Word 2003 XML

C

Chris Ridd

My very limited understanding of XML extensibility is that it is made
clear to the parser/application which elements are foreign by declaring
namespaces in the root element.

I would see it slightly differently.
[...]

It may also be worth pointing out that in the general case, a parser
may not have much info. about the schemas associated with an XML
document. The schemas, or rather the associated namespasces, may be
named in the document (e.g. using attributes that define alias names),
but the names are just names, primarily intended to ensure uniqueness
in the event of name clashes (which is what namespaces are all about).
Even where the names look like URLs they do not necessarily point to
any additional information about the schema. For example, one of the
first snippets in a WordProcessingML document defines an alias "w" as
follows:

I did oversimplify somewhat, and your description does make sense.
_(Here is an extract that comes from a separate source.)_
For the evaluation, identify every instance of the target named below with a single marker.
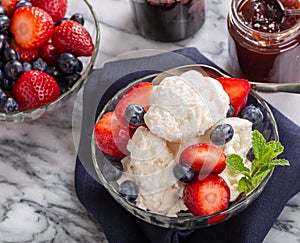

In
the general case an application will have no knowledge of the semantics
of anything from other namespaces, so is severely limited as to what it
can do with them.

Thanks for the clarification!

Cheers,

Chris
 
C

Chris Ridd

Sure, and "Recall this Message" has never *officially* been supported by the
Mail RFCs (regardless of how much I occasionally wish it were...)

Having a hand on your MTA's ethernet cable is amazingly useful...
But you can say the same thing about ANY software company. None of them are
perfect (I don't think *any* of them are even "good"). Because Microsoft
produces more software than many companies, it produces more mistakes than
many companies.

But if you really want an exercise in frustration, try getting IBM or Apple
or Sun to observe their own standards :)

I think there's a difference between a bug which causes a standards
violation that a vendor then fixes, and a vendor deliberately breaking
a standard and never fixing.

Sadly Microsoft is generally in the latter camp with a few honourable
exceptions - eg Entourage (hey, nearly back on topic) is pretty good.
But generally Microsoft and standards do not go together.